We have no explanation for this lower prevalence: selection bias could
play a role, as could different methods of assessing the thickness or
quantity of adipose tissue. The pathophysiological mechanism for these
events remains unclear and a casual link to a specific drug or drug class
is uncertain. However, the abnormal body fat distribution clearly develops
with the administration of PIs, while it does very rarely with other antiretroviral
therapies [17]. Indinavir-related alopecia [11, 13], paronychia [12, 14]
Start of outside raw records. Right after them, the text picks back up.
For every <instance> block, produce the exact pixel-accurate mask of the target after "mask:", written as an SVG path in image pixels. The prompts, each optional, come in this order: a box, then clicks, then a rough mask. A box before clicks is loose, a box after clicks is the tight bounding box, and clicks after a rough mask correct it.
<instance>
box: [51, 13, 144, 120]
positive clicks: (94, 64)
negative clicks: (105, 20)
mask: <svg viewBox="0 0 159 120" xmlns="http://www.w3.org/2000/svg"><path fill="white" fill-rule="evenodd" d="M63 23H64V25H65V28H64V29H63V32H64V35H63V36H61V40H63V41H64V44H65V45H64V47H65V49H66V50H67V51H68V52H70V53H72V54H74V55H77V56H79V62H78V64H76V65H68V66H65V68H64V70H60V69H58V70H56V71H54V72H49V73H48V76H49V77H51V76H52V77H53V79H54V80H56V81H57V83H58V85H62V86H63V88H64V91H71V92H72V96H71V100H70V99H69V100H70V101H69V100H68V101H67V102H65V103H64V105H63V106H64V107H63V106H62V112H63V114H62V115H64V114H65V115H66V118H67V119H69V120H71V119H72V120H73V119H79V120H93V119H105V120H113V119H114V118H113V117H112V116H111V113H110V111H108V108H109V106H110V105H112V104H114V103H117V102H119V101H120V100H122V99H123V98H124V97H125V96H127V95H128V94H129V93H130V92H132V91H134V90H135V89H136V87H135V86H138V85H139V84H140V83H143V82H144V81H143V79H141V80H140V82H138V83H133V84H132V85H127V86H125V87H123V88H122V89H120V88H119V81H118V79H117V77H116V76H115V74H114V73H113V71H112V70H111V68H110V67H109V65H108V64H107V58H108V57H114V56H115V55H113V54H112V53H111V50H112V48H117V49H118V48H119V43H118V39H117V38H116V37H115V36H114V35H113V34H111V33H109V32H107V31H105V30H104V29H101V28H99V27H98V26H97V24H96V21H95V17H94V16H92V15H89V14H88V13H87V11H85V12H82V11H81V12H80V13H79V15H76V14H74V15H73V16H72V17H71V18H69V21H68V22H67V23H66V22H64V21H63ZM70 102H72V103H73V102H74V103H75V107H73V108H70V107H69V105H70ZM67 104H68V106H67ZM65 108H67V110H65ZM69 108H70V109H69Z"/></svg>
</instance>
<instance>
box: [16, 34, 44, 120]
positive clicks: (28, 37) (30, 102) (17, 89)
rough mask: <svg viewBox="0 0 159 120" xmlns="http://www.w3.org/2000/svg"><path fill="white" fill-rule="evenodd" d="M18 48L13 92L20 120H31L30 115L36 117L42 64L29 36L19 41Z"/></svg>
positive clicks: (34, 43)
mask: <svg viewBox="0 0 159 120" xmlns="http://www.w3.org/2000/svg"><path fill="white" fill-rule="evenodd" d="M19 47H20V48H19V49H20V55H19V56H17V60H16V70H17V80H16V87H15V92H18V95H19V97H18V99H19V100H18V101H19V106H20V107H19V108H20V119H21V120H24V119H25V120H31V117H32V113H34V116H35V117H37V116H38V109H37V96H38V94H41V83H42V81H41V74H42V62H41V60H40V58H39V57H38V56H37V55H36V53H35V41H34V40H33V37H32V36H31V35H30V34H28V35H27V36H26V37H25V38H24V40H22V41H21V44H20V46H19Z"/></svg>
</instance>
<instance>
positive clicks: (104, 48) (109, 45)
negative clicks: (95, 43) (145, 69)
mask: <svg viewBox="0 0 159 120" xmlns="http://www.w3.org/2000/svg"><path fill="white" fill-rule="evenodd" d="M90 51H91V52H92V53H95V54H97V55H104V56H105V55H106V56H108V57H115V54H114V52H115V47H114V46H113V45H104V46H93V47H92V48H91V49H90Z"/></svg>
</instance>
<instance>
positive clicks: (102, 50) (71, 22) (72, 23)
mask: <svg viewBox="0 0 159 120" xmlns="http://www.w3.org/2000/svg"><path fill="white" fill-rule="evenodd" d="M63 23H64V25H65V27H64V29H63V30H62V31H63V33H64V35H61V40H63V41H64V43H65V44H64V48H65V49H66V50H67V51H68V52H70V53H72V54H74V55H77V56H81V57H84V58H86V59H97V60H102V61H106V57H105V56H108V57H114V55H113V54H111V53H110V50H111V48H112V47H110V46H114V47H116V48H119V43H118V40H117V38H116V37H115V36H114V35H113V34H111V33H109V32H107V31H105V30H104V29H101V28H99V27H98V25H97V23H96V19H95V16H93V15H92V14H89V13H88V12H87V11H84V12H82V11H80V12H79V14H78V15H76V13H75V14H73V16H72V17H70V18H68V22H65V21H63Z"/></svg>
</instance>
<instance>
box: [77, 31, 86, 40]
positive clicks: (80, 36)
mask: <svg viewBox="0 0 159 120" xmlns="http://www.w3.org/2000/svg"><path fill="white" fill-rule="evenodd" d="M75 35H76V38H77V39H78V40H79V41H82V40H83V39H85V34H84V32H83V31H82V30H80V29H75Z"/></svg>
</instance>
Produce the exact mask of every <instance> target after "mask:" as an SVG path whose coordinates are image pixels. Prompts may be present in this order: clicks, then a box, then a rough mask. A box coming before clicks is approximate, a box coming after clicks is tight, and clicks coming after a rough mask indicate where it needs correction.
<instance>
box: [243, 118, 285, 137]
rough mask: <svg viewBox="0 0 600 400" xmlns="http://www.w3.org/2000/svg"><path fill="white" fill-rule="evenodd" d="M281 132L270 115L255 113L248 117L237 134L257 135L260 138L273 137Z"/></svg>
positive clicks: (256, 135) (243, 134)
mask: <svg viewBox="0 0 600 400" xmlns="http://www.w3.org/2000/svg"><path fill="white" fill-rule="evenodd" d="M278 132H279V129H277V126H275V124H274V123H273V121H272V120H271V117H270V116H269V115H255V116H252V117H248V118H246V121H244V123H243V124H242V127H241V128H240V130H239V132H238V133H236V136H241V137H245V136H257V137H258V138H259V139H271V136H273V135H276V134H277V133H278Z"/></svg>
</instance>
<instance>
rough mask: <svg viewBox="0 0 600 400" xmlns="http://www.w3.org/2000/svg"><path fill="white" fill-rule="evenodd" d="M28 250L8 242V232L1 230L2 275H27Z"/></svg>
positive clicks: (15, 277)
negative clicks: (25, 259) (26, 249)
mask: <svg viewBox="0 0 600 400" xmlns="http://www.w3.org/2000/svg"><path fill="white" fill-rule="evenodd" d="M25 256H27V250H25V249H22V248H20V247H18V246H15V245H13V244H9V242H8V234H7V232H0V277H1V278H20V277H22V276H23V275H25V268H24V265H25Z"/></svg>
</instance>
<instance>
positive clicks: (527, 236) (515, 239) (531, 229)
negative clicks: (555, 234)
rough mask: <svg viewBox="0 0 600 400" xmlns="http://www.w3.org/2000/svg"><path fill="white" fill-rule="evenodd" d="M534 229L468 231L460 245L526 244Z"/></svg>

pyogenic granuloma [12] and Stevens-Johnson syndrome [21] have occasionally
been reported. We did not observe any connection between the number of
CD4+ lymphocytes, the viral load, the clinical stage of HIV
disease and the side effects that occurred in our patients. These cutaneous
side effects led to the interruption of therapy in 8 out of 84 patients
(9.5%) soon after the start of treatment. Interestingly, hair loss was
the most annoying and alarming of all. Some patients, who simultaneously
experienced renal colic, nausea, vomiting, diffuse and itchy dermatitis,
troublesome cheilitis and abnormal distribution of their subcutaneous
fat, demanded to stop the treatment only after realising their hair was
falling out.
We believe that the patients staying at San Patrignano, like those in
similar community centres are unique, in that they have been regularly
subjected to medical examinations and can receive the consultation of
a specialist within their clinic. Two or more members of the staff at
all times of the day follow each patient and consequently compliance to
the therapeutic regimens is almost total [22]. San Patrignano is a privileged
observatory where we can easily watch for the cutaneous findings associated
with HIV-1, monitor their progression and possibly study new secondary
effects of the administered drugs. A multidisciplinary team is desirable
to approach HAART therapy adequately and further effort has to be made
to achieve better knowledge of its side effects.